Il y a eu dans les illusions du parti modéré d’autres causes que celle que nous venons d’indiquer. Ce pays-ci a besoin de souffrir pour comprendre. Il ne voit le mal que lorsqu’il le sent ; il n’a de discipline qu’en face du danger ; il ne conçoit la règle que sous la forme de la nécessité. Or, cet hiver, il y a eu quelques éclaircies d’aisance et de sécurité, et, voyant ce rayon de soleil, les bourgeois de Paris se sont dit à l’envi : Voilà le bon temps revenu ! La révolution de février n’a été qu’un accident et une surprise : voilà tout réparé ou à peu près ; il y a des bals, des concerts, des soirées ! Vous voyez bien que la république n’est pas si méchante qu’elle en avait l’air. Ceux qui n’avaient pas le cœur à la danse, ceux-là se taisaient, de peur de s’entendre dire qu’ils étaient d’anciens satisfaits, aujourd’hui désespérés. D’ailleurs, disaient les politiques, il faut bien faire aller le commerce. — Mauvais principe, et avec lequel on a établi les ateliers nationaux. Créer du travail aux ouvriers et du commerce aux marchands, quand tout cela ne vient pas de soi-même, c’est une duperie ruineuse ; c’est faire en politique ce que font dans les jardins chinois ceux qui mettent des ponts où il n’y a pas de rivière.

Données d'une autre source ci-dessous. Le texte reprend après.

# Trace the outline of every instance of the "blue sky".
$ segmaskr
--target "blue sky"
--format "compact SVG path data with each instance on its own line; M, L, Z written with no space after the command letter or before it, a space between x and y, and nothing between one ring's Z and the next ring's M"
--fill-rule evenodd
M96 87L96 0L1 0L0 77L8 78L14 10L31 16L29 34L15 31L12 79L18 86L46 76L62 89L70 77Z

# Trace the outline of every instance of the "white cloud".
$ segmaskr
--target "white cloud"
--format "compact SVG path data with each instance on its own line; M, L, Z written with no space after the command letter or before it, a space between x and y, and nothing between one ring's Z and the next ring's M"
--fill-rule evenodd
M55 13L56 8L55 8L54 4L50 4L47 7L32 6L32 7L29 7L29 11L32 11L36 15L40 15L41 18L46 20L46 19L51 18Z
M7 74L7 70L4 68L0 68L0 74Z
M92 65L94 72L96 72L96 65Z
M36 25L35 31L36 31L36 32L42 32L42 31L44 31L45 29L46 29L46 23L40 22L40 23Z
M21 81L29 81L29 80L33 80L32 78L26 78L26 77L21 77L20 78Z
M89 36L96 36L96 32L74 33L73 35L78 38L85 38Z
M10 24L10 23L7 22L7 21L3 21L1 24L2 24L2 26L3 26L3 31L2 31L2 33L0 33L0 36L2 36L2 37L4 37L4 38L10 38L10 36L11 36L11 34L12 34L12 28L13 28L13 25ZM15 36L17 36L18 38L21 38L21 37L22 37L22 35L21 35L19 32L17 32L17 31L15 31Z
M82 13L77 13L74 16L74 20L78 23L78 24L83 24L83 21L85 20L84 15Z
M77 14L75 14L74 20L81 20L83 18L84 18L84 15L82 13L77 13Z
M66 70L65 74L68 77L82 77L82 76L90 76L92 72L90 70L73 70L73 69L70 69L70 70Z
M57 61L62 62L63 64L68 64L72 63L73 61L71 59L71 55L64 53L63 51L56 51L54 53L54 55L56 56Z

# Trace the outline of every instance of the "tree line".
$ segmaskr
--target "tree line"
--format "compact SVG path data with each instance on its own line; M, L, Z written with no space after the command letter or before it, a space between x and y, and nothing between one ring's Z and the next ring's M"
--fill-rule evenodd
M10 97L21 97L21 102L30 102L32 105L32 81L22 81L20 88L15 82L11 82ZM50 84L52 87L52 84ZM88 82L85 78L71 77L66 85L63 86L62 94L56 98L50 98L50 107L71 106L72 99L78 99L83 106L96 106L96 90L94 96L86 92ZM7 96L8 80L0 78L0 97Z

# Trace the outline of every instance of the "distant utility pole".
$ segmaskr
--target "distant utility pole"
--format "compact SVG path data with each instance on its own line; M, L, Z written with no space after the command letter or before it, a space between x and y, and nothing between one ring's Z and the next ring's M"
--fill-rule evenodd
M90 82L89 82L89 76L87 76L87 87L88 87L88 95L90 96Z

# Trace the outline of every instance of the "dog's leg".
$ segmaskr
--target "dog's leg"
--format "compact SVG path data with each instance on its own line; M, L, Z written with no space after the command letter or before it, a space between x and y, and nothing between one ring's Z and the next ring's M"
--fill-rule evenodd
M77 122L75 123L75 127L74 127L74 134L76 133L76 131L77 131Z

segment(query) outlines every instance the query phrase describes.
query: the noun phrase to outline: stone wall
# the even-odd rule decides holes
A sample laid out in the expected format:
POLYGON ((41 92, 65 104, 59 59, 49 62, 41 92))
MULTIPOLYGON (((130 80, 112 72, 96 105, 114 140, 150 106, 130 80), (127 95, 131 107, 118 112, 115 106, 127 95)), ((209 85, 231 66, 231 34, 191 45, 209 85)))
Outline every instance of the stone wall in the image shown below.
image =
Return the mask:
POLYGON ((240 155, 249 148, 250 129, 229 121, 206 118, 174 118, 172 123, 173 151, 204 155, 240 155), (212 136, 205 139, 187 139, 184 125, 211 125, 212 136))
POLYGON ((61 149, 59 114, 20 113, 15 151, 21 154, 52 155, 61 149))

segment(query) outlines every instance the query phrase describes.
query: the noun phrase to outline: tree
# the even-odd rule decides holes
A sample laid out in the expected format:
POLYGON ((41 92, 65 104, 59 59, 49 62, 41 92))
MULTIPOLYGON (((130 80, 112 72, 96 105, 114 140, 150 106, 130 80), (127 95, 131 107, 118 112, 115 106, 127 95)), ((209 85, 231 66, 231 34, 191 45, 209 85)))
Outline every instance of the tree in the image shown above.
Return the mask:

Croire qu’il n’y aura plus de tempête parce que le soleil a reparu, qu’il n’y aura plus de vent parce que l’air est calme, croire toujours que tout est fini, vieille maladie de notre pauvre pays qui se promet sans cesse l’éternité aux lendemains de ses mille et une révolutions ! Voilà l’illusion qui a égaré le parti modéré. Quant à nous, nous ne faisons pas contre fortune bon cœur ; cependant nous sommes tentés de nous applaudir que les élections n’aient pas plus réussi, car nous aurions eu à lutter contre les divisions de notre parti ; mieux vaut lutter contre l’ennemi commun à mesure que l’on espérait voir la montagne s’abaisser, les nuances et les distinctions se faisaient dans le parti modéré, tellement que ces commencemens de division sont, à l’heure qu’il est, un des embarras de la situation.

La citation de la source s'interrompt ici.